I know that you are extremely busy, but if you are working on the codebase I have a suggestion/ request that I think would make workflows easier.
I notice that when debug landmarks are output by extraction that it shows the actual 3d orientation of the face/ pose. It would be great if the manual bounding box tool also had this 3d alignment - faces that are pointed even 60 degrees off centre in any direction often don't align properly, and most especially face down poses, eg, looking at a phone/ reading a book do not align or swap well, and it is difficult to get the manual aligner tool to get these types of faces aligned properly. Fan tends to compress the facial features and so in practice when a video starts to move towards a face looking downwards, the distance between eyes and mouth start to close; in the swap, the mouth stays in frame longer than it "should".
Perhaps there is some way to integrate facial identity into the extraction and alignment process, given that in general the 3d object that is the persons head has the same features regardless of position? Further to that, directional / pose information doesn't necessarily seem to feed into the training model.
One thing I have noticed is that off centred faces, eg, a low angle shot of a person looking away, especially as one eye starts to be obscured, or profile shots in general, that the training model seems to instead assume that the face itself is obscured rather than off centre; and so swaps for half faces tend not to work very well (as noted many times in the forum)
Similarly, while I understand that generally speaking the training process does not necessarily rely on the landmarks (esp if WTL is disabled), I have noted that certain faces when misaligned obviously swap internally in a way that suggests landmark misalignment, not the mask itself (ie, faces that are misaligned to the point that the 68 points are a jumble with the entire face being rotated some degrees off centred). So it occurs to me that adding better alignments in the first place may improve the entire process.

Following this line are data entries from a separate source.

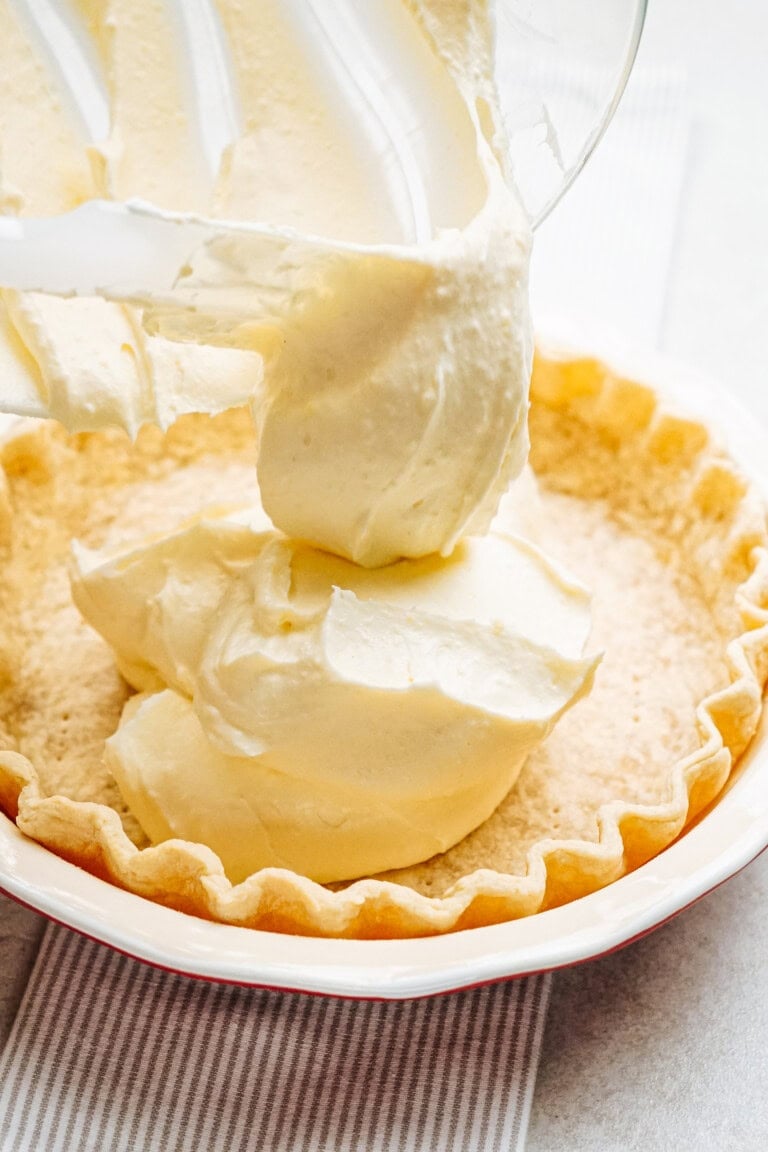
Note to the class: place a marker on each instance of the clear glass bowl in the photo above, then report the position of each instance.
(561, 69)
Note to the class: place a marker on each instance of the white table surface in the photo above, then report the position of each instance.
(661, 1046)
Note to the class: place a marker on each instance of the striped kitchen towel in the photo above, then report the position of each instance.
(109, 1054)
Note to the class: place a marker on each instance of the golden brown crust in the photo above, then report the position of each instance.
(637, 499)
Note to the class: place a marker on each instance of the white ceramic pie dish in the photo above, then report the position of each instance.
(722, 842)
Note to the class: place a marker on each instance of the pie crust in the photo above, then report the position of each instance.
(635, 498)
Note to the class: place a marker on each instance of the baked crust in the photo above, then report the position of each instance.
(635, 498)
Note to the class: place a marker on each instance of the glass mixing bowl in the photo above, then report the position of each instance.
(561, 69)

Alternatively, I have been playing with the 3ddfa_v3 aligner , as coupled with the retinaface detector, and it does seem from testing that it has better detection accuracy and alignments than the S3FD/ Fan combo in these off centre poses. It is much better at aligning profile faces, even in a low angle shot. It's design takes into consideration that the face is part of a 3d object (hence my above suggestion). This aligner does have quite a significant data base that goes with it (annoying for end users, huge download) although with that said from my limited understanding of python I don't think it would be exceptionally difficult to integrate it or at least try it out to see how it compares in any given dataset.
I figure what I am saying is descriptive enough but if you want me to upload some pictures to help illustrate the point let me know and I will upload some.